Fran Bigman, Bookforum

reviews, 09/01/21

Just after Donald Trump’s election, British-born artist Richard Kraft decided to use the visual language of soccer penalties to track the president’s daily offenses, from lying about the weather during his inauguration (yellow card) to calling the media dishonest (red card, meaning automatic ejection). Now, Siglio is publishing an artist’s book representing the nearly ten thousand cards he created over four years. The five-volume hardcover set, “It Is What It Is”: All the Cards Issued to Donald Trump, January 2017–January 2021 (Siglio Press, $135), is named after Trump’s dismissal of covid-19’s death toll. On the page, the mosaics of jewel-toned rectangles in richly designed spreads look like soothing abstractions, but the transgressions underlying each hue transform the effect, jolting the mind out of the visual pleasure they provide.

Trump’s crimes rapidly exceed Kraft’s attempt to measure them. He had to immediately invent a magenta card for more serious offenses, like family separation and climate-change denial. When, in 2020, he adds purple to track Trump’s disastrous pandemic response, the purples quickly come to stand for other crimes, like using tear gas on protesters; Kraft admits that even adding a color as bold as crimson for Trump’s attempts to undermine democracy feels “insufficient.” Volumes 1, 2, and 3 are devoted to 2017, 2018, and 2019, respectively, with penalty cards at the front of the book and annotations at the back describing what Trump did to warrant each caution. In 2020, though, Trump’s crimes become so frequent that Volume 4 can hardly contain them, and Kraft’s explanations overflow into Volume 5. The cards become more crimson and mauve as America’s political situation darkens.

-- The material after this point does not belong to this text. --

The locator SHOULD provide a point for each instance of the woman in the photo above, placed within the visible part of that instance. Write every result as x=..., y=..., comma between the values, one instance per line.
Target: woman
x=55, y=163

The stubborn systematism of Kraft’s project, and its touchingly futile attempt to collate ephemeral news and prevent forgetting, remind me of On Kawara’s “Today” series, created regularly from 1966 until the year before Kawara’s death in 2014. These paintings simply state the date, conveying both a sense of repetition and progression. The personal slips in with the subtitles and newspaper clippings, often about current events like the Vietnam War, that Kawara chose to accompany each canvas. Kraft’s project is also personal, reflecting his childhood love of soccer. But there’s a redemptive element absent from Kawara’s work: Kraft’s idea of art as a survival tactic that makes beauty out of ugliness. For the viewer, though, the effect of both projects may be overwhelming, as they document the relentless assault of devastating world-historical news and the continuing lack of accountability of those in power.